Xie Liu dan Meng Mei berjalan pelan, menyusuri setiap sudut istana. Ekspresi Xie Liu masih seperti biasa, ramah dan sopan, senyuman palsu terus bertengger di bibirnya, Xie Liu sama sekali tidak mempedulikan kesibukan-kesibukan disekelilingnya. Sesekali gadis itu berhenti, memfokuskan pandangannya pada satu arah. Bukan, dia bukan melihat seseorang. Melainkan sedang memikirkan sebuah strategi. Karena niatnya mengelilingi istana Bukan hanya untuk melihat-lihat melainkan untuk mencari celah agar rencananya bisa berjalan mulus.
Xie Liu kembali berhenti. Pandangannya menyapu sekeliling halaman istana.
"Meng Mei! Apakah akan ada Perayaan?". Xie Liu membalikkan tubuhnya menghadap Meng mei, menatap penasaran ke arah pelayan setianya itu.

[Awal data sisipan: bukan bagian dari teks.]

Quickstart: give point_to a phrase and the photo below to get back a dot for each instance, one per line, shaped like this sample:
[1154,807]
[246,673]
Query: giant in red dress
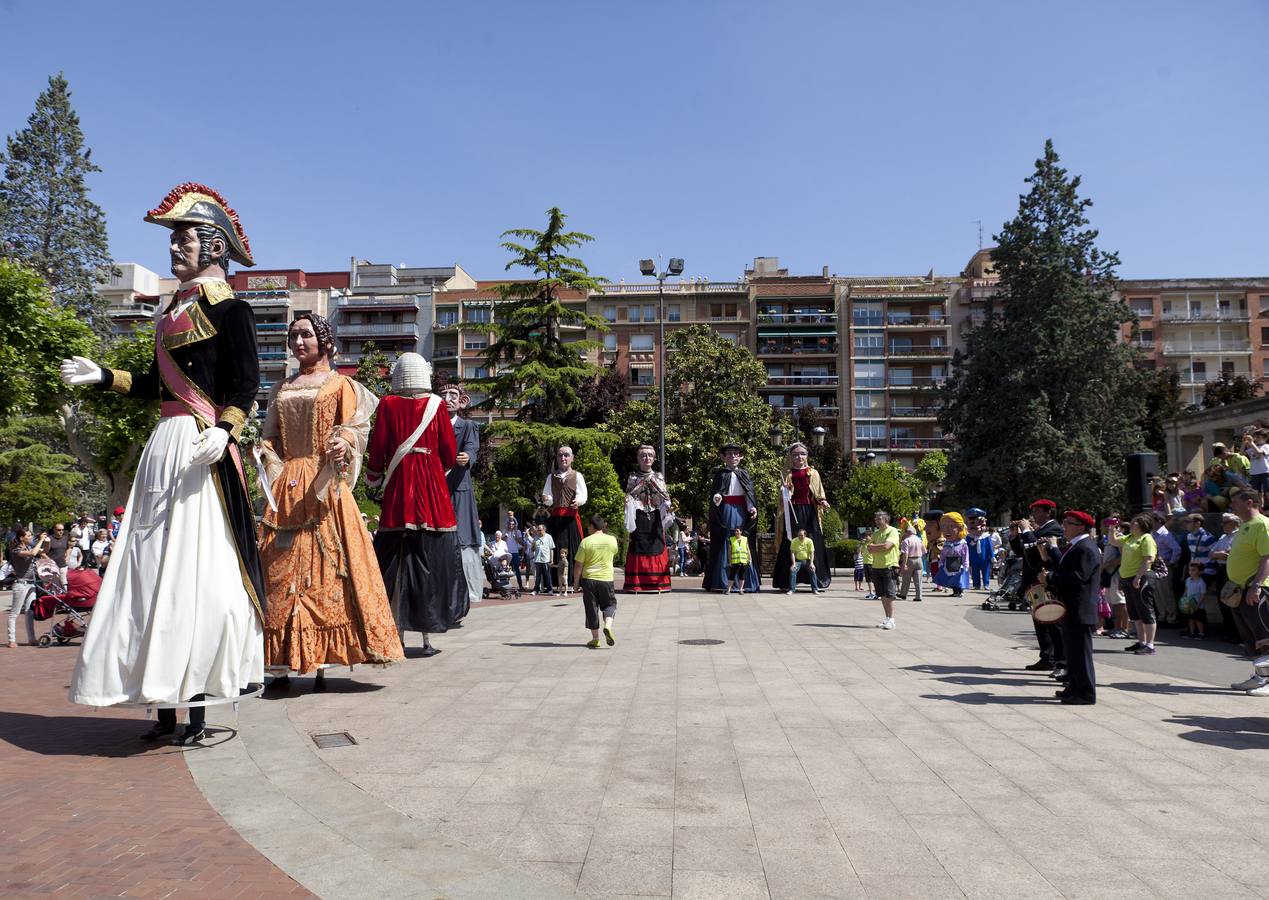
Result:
[416,542]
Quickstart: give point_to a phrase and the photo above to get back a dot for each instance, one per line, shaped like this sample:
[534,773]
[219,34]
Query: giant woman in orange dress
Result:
[328,603]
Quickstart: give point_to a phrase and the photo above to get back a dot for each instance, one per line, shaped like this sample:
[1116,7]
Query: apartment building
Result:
[900,353]
[135,296]
[1202,326]
[277,296]
[391,306]
[460,338]
[632,312]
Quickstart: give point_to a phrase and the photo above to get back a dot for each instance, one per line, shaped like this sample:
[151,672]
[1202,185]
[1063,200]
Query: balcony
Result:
[913,411]
[801,380]
[769,348]
[371,329]
[797,317]
[916,321]
[1184,349]
[919,350]
[1207,316]
[925,443]
[918,381]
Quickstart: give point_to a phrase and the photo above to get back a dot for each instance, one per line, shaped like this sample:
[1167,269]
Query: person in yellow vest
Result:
[593,570]
[737,560]
[802,550]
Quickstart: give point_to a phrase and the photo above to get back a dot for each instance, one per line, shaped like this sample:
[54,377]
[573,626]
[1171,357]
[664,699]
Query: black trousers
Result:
[197,715]
[1050,639]
[1078,642]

Meng Mei memandang Xie Liu gugup. Jari-jarinya saling menyatu dan meremas.
"Ya tuan Putri, 2 hari lagi akan diadakan pesta ulang tahun Raja Liu" jawabnya, suaranya sedikit gemetar.
"kenapa aku tidak tahu?"
Meng Mei semakin menunduk. Dengan rasa penyesalan, gadis itu kembali berucap. "Maafkan hamba Putri. Tuan Putri memang tidak pernah di undang pada acara itu". jawabnya ketakutan.
Xie Liu mengerutkan keningnya tanda tidak suka. Apa-apaan itu? Jadi benar, dia tidak pernah dianggap oleh orang-orang di istana ini. Tidak masalah.
Baiklah, Baik.
Kita lakukan dengan cara Xie Liu. Karena mereka yang melakukannya lebih dulu, maka jangan menyesal. Xie Liu kembali menyunggingkan senyum ramahnya.

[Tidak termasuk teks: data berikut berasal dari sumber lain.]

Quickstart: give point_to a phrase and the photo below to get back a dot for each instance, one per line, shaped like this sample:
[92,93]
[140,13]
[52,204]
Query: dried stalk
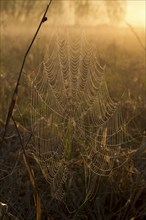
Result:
[15,93]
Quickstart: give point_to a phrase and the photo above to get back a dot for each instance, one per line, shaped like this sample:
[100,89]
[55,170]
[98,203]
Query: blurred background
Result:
[117,28]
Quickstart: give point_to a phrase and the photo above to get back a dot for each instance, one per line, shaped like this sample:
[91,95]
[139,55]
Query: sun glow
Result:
[136,12]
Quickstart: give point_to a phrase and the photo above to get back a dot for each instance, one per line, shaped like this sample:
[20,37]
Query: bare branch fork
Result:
[15,93]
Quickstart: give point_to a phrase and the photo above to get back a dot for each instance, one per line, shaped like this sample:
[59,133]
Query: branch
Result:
[15,93]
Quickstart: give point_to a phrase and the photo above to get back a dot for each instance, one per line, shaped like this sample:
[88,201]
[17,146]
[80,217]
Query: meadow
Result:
[77,146]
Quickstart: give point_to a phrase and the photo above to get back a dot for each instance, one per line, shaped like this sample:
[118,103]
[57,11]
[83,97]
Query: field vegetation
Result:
[75,147]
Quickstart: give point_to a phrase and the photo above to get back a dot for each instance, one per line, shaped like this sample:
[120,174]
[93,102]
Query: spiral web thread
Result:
[72,111]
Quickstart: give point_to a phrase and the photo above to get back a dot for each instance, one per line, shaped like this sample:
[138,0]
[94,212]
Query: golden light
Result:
[136,12]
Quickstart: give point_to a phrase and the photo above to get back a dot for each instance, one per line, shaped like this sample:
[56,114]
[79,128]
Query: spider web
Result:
[73,116]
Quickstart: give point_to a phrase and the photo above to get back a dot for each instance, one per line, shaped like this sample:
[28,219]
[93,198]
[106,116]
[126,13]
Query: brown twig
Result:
[15,93]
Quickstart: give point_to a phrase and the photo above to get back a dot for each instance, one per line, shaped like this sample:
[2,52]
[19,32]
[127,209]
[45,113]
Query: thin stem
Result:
[15,93]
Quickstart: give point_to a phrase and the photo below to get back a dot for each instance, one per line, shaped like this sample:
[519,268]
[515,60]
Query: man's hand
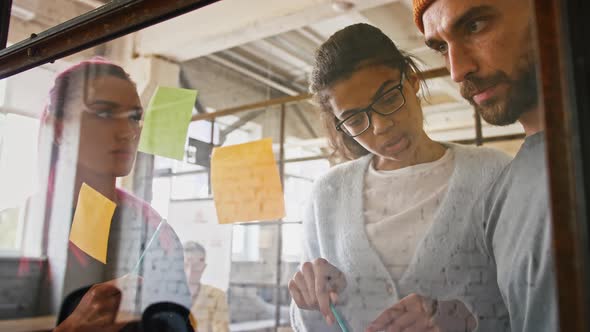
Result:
[97,311]
[318,283]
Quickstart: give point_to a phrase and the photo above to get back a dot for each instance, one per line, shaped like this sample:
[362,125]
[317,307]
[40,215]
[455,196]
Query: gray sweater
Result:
[445,265]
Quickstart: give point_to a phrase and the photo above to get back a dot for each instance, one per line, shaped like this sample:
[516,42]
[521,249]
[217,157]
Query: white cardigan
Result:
[445,265]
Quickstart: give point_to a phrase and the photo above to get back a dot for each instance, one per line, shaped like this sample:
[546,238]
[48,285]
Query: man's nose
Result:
[461,62]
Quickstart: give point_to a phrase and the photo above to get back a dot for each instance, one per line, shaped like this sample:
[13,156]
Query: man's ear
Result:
[414,80]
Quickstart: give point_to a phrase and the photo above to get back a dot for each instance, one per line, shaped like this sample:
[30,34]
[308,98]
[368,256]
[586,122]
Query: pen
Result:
[339,318]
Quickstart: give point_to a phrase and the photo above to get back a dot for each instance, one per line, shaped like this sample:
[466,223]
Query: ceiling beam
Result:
[243,22]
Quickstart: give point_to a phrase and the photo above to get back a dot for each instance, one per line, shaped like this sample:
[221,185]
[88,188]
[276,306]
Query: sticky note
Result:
[246,183]
[166,122]
[92,223]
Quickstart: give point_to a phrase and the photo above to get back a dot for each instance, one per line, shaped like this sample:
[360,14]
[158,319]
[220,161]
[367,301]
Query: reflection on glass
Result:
[89,134]
[209,303]
[398,224]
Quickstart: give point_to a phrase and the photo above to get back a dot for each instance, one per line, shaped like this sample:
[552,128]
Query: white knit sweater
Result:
[445,265]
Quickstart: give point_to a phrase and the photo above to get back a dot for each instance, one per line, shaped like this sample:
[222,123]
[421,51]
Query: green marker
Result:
[339,318]
[155,235]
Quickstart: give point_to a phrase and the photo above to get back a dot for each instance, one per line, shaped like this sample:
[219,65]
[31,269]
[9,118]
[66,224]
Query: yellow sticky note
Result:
[92,223]
[246,183]
[166,122]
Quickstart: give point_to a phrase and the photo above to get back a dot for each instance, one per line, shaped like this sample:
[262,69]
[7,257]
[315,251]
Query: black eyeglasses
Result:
[389,102]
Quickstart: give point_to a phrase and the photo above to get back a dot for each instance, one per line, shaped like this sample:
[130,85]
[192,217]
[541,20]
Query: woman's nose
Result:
[125,130]
[381,123]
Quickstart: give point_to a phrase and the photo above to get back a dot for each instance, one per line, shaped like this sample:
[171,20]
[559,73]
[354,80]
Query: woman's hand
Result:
[97,311]
[416,313]
[318,283]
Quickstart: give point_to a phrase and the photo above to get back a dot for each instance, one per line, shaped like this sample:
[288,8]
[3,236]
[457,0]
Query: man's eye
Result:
[104,114]
[136,116]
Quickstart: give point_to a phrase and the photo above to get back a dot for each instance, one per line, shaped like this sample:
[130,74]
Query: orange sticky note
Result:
[246,183]
[92,223]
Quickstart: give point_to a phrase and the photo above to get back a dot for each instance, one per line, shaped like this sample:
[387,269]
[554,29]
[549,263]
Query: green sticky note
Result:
[166,121]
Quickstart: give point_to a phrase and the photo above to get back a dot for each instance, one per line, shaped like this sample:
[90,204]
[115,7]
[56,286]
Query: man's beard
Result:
[522,95]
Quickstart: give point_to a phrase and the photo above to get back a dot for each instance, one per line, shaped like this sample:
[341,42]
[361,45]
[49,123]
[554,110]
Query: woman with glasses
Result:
[92,125]
[380,228]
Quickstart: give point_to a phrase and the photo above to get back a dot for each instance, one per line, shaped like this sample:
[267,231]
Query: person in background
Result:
[384,226]
[209,307]
[95,111]
[489,48]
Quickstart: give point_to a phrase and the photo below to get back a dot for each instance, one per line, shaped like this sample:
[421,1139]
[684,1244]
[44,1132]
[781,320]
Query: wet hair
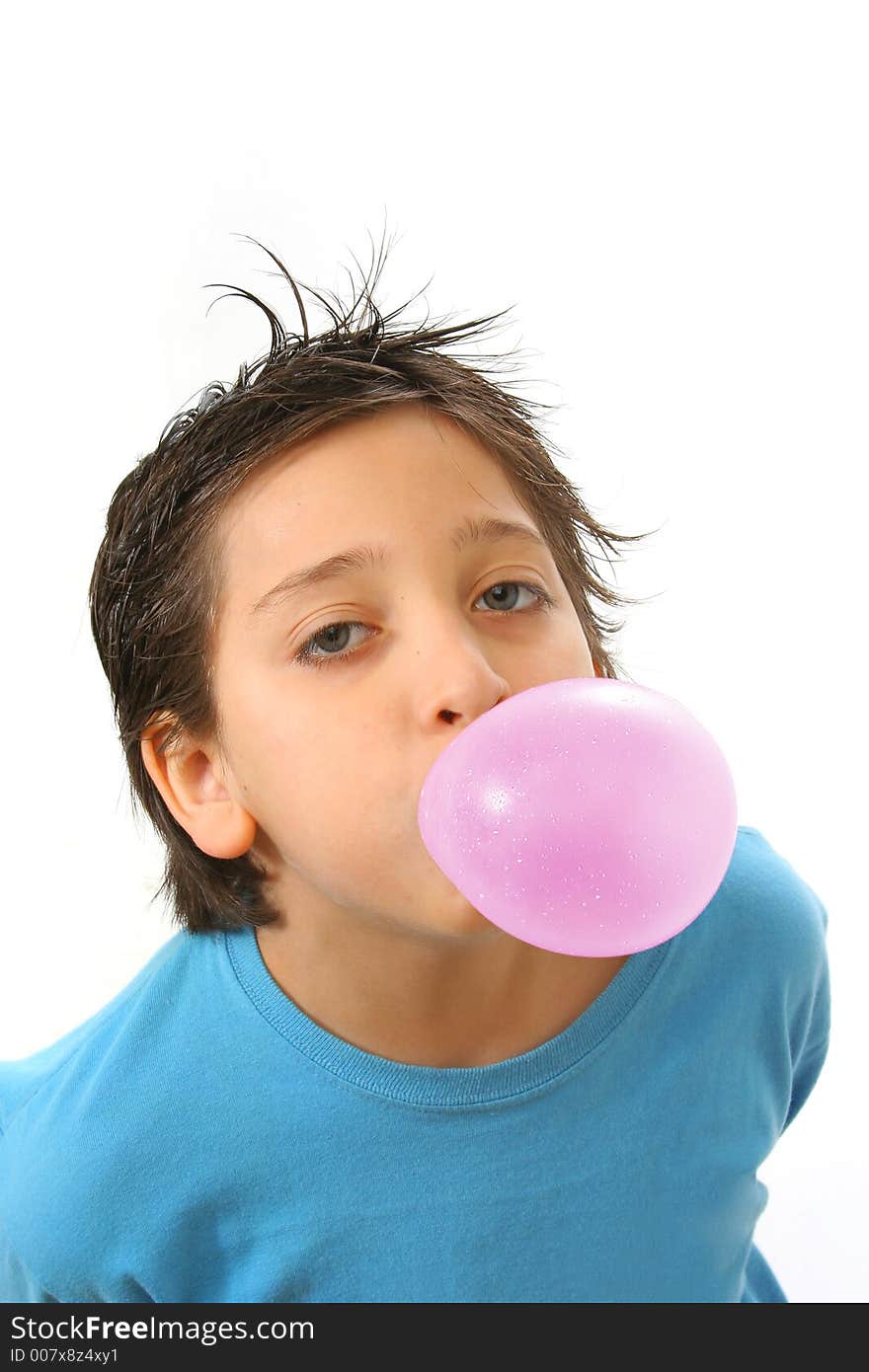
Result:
[157,580]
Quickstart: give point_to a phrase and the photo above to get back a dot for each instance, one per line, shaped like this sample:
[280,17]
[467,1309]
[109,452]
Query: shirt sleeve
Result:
[812,1026]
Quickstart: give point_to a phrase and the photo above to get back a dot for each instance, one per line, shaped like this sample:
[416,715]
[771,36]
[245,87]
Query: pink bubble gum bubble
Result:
[588,816]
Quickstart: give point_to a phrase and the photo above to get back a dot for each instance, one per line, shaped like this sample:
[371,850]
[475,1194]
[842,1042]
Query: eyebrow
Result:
[486,530]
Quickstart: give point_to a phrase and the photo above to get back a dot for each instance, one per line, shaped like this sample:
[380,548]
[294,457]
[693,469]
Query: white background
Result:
[672,200]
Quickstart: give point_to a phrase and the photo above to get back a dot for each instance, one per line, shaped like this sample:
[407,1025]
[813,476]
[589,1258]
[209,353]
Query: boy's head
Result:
[278,738]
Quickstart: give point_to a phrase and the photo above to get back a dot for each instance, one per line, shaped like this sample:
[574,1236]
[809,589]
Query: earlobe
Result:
[198,800]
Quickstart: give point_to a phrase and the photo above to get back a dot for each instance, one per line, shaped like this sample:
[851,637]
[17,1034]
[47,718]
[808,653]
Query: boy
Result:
[338,1082]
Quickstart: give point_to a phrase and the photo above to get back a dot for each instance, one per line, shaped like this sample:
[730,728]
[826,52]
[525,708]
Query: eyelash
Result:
[544,601]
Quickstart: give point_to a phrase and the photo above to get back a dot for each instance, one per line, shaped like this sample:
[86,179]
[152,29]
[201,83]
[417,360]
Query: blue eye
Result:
[308,657]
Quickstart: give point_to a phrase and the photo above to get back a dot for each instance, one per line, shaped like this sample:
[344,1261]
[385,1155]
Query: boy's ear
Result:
[191,781]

"Tidak masalah!" ucap Xie Liu riang. Meng Mei menaikan pandangannya, dan berusaha menilai ekspresi tuan putrinya ini.
"Aku bersyukur karena mereka tidak mengundangku. Sehingga aku tidak perlu pura-pura beramah tamah. Dosaku sudah terlalu banyak". ucap Xie Liu, kemudian melanjutkan langkahnya, senyum ramahnya tidak pernah luntur dari bibirnya, senyum itu memang terlihat baik pada awalnya, namun jika senyum itu dipasang oleh seorang Xie Liu, maka sudah jelas bahwa arti dari senyum itu bukanlah hal yang patut disyukuri.
Meng Mei yang melihat itu semakin sedih. Entahlah, dia merasa jika tuan putrinya terlalu menutupi perasaannya.
[][][][][][][]
Hari ini adalah hari ulang tahun Raja Liu. Sudah banyak tamu undangan yang berdatangan dari kerajaan lain. Sedangkan Xie Liu, gadis itu lebih memilih menghabiskan waktu seorang diri di dalam kamarnya. la bahkan tidak mengizinkan seseorangpun masuk tanpa perintahnya.
Xie Liu membuka jendela kamar, melihat dan memperhatikan sekelilingnya.
Karena saat ini adalah pesta perayaan ulang tahun Raja, suasana disekeliling kamarnya jadi mendadak ramai. la bahkan bisa melihat para pangeran-pangeran dari kerjaan lain yang sedang berinteraksi satu sama lain, dan para saudari-saudarinya yang juga sedang bercengkerama dengan tamu lain dari dalam kamarnya.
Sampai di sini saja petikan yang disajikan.